カウンセリングは心理的支援の総称で、認知行動療法や来談者中心療法など複数の手法を含みます。ナラティブアプローチはその中でも、当事者の物語を通じて変化を促すことに特化した手法です。
ビジネスの文脈では、専門資格がなくても対話スキルとして部分的に活用できる点が特徴といえるでしょう。
外在化とは具体的に何をするのか?
「私は優柔不断だ」を「”優柔不断さん”が顔を出している」に言い換える技法です。
問題に名前をつけることで、自分を責める構造が崩れ、対処の選択肢が見えやすくなります。問題と人格を分離し、第三者的な存在として扱う対話技法といえます。
1on1面談やコーチングの冒頭で取り入れると、対話の入り口がスムーズになるでしょう。
ナラティブアプローチはビジネスの現場でどう使える?
1on1面談、チームビルディング、キャリア支援、マーケティング調査など幅広い場面で応用できます。

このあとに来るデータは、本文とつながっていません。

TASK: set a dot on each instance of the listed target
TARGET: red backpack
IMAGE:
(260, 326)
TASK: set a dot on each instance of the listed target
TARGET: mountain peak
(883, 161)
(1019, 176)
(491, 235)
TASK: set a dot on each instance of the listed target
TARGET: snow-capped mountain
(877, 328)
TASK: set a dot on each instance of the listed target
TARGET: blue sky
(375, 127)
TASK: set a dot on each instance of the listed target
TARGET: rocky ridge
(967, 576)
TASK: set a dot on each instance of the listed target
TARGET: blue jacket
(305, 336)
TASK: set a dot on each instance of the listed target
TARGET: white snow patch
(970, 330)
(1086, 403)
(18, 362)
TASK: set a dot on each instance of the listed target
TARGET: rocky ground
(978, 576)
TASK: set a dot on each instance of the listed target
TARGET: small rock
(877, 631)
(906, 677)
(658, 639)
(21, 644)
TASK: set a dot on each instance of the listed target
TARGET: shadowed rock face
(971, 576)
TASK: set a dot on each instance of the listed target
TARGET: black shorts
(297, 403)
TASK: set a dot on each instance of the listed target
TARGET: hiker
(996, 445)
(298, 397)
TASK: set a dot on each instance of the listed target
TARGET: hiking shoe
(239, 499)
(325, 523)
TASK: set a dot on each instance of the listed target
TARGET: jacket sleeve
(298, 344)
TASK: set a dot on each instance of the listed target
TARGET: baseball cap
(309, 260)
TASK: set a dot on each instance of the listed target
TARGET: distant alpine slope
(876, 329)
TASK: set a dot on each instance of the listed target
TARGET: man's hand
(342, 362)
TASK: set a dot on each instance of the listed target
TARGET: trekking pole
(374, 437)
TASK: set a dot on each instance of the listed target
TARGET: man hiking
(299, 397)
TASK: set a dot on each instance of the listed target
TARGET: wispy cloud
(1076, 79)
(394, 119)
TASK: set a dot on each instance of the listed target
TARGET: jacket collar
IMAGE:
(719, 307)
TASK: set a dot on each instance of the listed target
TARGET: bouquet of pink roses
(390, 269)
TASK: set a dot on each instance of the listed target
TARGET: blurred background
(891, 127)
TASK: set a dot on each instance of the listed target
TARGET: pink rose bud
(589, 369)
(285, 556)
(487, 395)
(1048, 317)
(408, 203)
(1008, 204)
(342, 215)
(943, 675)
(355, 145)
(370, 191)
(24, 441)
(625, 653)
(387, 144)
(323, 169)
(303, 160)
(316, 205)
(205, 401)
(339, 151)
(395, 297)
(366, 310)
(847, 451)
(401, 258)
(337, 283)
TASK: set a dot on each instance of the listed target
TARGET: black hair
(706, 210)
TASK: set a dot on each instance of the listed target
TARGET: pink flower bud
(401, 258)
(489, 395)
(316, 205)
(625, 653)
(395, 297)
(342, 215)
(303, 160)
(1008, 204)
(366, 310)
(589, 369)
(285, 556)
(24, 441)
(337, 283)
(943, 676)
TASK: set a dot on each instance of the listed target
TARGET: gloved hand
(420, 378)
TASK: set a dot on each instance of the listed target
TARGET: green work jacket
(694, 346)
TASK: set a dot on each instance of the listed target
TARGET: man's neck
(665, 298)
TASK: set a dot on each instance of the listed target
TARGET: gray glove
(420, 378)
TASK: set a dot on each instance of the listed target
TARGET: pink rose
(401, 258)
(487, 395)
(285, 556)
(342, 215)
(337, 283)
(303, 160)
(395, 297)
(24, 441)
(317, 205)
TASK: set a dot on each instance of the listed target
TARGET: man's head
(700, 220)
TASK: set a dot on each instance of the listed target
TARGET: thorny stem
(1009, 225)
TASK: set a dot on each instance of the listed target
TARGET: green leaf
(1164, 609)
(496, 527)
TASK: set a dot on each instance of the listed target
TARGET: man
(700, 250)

特にチーム内の「うちは意見が言えない組織だ」というネガティブな物語を語り直す際に威力を発揮します。全員で「意見が活発に出た過去の場面」を共有するだけでも、チームの自己認識が変わるきっかけになるでしょう。
まずは1on1での質問を「課題の確認」から「経験の語り」に切り替えることから試してみてください。
ナラティブアプローチとオープンダイアローグの違いは?
両者は対話の焦点が異なり、個人の物語か複数の声かで使い分けます。
ナラティブアプローチでは支援者と当事者の1対1の対話が基本単位になります。一方、オープンダイアローグは当事者を含む関係者全員が対等な立場で対話し、多声的な理解を目指す手法です。
実務では、個人の課題には前者、チームや部門横断の課題には後者が向いているという使い分けが現実的でしょう。
ナラティブアプローチを独学で学ぶには?
書籍とオンライン講座の組み合わせで基礎理論から実践スキルまで体系的に学べます。
入門書としてはマイケル・ホワイトの翻訳書やナラティブ・セラピーの解説書が定番です。理論を学んだ後は、日常の対話で「外在化の質問」を1日1回意識的に使うなど、小さな実践を積み重ねることが上達の近道です。
社内の読書会や勉強会でケーススタディを共有すると、理解が一段と深まります。
まとめ
ナラティブアプローチの実践で成果を出すには、木村さんのケースが示すように、問題を人格から切り離す外在化を行い、ドミナント・ストーリーの中から例外的な成功体験を見つけ、オルタナティブ・ストーリーとして語り直す流れを意識することが鍵です。
初めの1週間は、1on1や日常の会話で「外在化の問いかけ」を1日1回試すことから始めてみてください。2週間も続ければ、相手の語りが変化する感覚をつかめるはずです。
小さな対話の積み重ねが、チームの関係性やキャリア支援の質を着実に変えていきます。